April 30th, 2019 by Oscar E Moore

Director Jack O’Brien immediately grabs our attention with a fierce thunderstorm erupting at the American Airlines Theatre as a projection of a fighter aircraft going down, against what will be the backyard property of Joe and Kate Keller, shows through the scrim, circa 1947.  It’s clean-up time.

Lights up on the house and trees.   A small covered arbor.  It’s a hot August day in a rural Midwestern American town.  Sunday as usual.  But not for long.  Joe (an excellent Tracy Letts) is reading the paper and talking to a neighbor, Dr. Jim Bayliss (Michael Hayden). All is calm after the previous night’s storm that struck a valued tree, breaking off a limb – a premonition of things to come.

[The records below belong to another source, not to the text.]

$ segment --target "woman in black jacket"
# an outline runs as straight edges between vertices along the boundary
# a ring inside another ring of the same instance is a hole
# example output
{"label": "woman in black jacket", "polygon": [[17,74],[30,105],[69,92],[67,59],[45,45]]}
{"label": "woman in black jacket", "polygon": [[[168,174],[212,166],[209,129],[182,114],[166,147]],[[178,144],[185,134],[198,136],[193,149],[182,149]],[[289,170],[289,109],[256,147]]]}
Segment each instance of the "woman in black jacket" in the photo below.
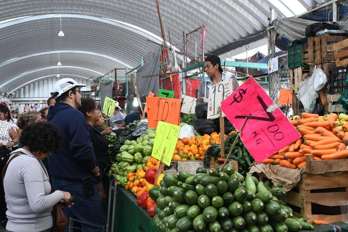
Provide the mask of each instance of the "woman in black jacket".
{"label": "woman in black jacket", "polygon": [[[94,124],[99,120],[101,115],[97,108],[95,102],[91,98],[84,98],[81,101],[81,107],[79,110],[86,117],[86,120],[88,123],[89,135],[94,150],[97,162],[100,172],[103,175],[103,180],[104,180],[104,177],[106,176],[107,173],[109,171],[108,165],[110,163],[110,158],[108,152],[109,142],[104,136],[93,127]],[[106,129],[104,131],[108,131],[108,129]],[[99,190],[99,196],[102,203],[104,203],[106,200],[106,195],[103,185],[102,183],[97,185]]]}

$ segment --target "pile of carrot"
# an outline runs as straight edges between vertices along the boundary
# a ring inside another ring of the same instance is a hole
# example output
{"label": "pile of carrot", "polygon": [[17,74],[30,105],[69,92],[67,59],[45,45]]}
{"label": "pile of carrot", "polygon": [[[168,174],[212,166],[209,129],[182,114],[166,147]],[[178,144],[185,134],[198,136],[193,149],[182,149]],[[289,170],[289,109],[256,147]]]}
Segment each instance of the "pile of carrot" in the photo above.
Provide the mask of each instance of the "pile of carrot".
{"label": "pile of carrot", "polygon": [[348,157],[348,123],[337,128],[338,115],[330,114],[326,120],[318,114],[303,113],[291,121],[302,137],[261,162],[301,169],[306,165],[306,156],[315,160],[344,159]]}

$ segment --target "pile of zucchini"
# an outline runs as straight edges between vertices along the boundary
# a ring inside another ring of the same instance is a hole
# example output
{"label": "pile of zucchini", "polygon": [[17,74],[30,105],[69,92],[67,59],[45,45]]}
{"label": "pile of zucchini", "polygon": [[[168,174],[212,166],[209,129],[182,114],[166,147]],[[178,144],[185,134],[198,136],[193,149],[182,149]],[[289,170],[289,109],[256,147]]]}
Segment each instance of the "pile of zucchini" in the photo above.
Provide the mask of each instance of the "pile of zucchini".
{"label": "pile of zucchini", "polygon": [[[235,141],[235,139],[237,137],[237,134],[236,133],[231,134],[228,135],[227,138],[225,141],[225,157],[226,158],[230,152],[230,150],[232,146],[232,144]],[[216,160],[218,163],[222,164],[223,163],[224,160],[221,158],[221,148],[220,145],[216,146],[213,151],[212,157],[217,158]],[[236,146],[233,149],[232,153],[230,156],[229,160],[235,160],[238,162],[238,171],[242,175],[245,176],[246,173],[250,169],[251,164],[254,161],[253,158],[248,151],[243,142],[240,140],[240,138],[238,139]]]}
{"label": "pile of zucchini", "polygon": [[245,178],[227,165],[223,171],[199,168],[166,174],[157,195],[155,225],[164,232],[297,232],[313,230],[297,218],[281,186]]}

Arthur Miller’s post World War II confrontational 3 act family drama is played to the hilt.  Based upon a true story which Arthur Miller’s then mother-in-law pointed out in an Ohio newspaper about a company that knowingly shipped damaged aircraft engine cylinder heads from a factory to the military causing the deaths of 21 pilots.

Joe Keller owned such a factory.  Still does.  But now they produce a variety of products including pressure cookers.  This drama simmers along as it heads towards an obvious tragic outcome.

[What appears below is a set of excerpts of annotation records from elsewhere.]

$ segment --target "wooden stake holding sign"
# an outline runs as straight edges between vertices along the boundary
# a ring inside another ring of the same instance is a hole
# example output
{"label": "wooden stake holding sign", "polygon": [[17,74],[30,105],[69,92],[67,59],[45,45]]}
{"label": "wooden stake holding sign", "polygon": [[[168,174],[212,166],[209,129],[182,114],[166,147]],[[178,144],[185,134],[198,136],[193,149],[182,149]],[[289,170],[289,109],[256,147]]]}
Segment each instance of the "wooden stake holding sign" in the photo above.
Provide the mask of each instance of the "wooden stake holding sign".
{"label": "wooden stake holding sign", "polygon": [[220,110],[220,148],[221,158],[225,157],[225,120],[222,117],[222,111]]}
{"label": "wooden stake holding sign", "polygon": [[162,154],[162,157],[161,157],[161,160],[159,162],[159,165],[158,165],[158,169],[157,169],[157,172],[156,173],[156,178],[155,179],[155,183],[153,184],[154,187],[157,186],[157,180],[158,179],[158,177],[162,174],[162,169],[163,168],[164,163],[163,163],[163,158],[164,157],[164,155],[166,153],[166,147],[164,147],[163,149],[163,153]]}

The Keller’s two sons went off to fight the war.  Only one returned.  Chris – Benjamin Walker does a fine job as one who is conflicted and confused and trying to find his own way despite loving both his parents – AND in love with his brother’s ex-girlfriend who has decided that she must also move on.

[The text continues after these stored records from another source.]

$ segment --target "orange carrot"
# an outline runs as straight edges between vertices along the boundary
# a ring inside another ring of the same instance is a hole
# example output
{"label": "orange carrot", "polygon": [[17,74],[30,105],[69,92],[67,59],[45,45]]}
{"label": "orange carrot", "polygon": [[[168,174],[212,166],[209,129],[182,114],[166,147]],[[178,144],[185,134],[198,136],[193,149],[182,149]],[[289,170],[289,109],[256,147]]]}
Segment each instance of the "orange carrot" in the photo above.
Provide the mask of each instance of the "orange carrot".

His brother Larry hasn’t been heard from in three years and is presumed dead.  Only his mother Kate (Annette Bening – giving an award winning performance) refuses to accept his death.  Keeps his room as it was expecting any moment to have him come walking into the yard.  She is strong, delusional and can say horrible things to people with a charming demeanor.

She has even asked Frank Lubey (Nehal Joshi) another neighbor to work up Larry’s horoscope for the day he died hoping to prove that is was a favorable day and therefore he is still alive.  Somewhere.  Some superstitions are worth believing in.

Coupled with the fact that the tree damaged was planted in honor of Larry.  Proves it’s a sign. In addition his ex-girlfriend Ann Deever (Francesca Carpanini) has arrived from New York and is staying in his old room as Chris prepares to ask for her hand in marriage.

I won’t describe further what happens as Arthur Miller is extremely clever in keeping the plot close to his chest with many humorous observations surfacing as he dishes out the drama bit by bit as we discover the multiple motivations of each character and their inter-relationships.  As we discover what it is that makes this family tick until it explodes like the thunderstorm that opens the drama.

A master of dialogue and construction.  Slyly incorporating how money rules the roost; how dishonesty and corruption, covering up and blaming someone else for your actions results in the ruination of those around you – unnecessarily.

I will however, make note of one jarring factor.   Ann’s brother George, who arrives to prevent her from marrying Chris is of a different color.  She is white.  In this day of color blind casting sometimes it works and sometimes it doesn’t.  Don’t ask me why it’s just like that.

Despite Hampton Fluker’s fine performance it was just jarring to see him arrive.  As we never see their father who is in jail serving time for what Joe has done and covered up – (he was the partner of Joe in the faulty aircraft cylinder heads scandal) he could also be of another race.  That’s neither here nor there.  Just accept the casting choice and be emotionally moved by this fine, tight, beautifully acted production.

I am sure that in twenty years ALL MY SONS will still be performed as it deals with timeless topics that every family goes through in one form or another.  It’s an extremely emotional experience and well worth a visit to the Keller’s back yard.  Through June 23rd.  3 acts.  2 hours 15 minutes.  One intermission.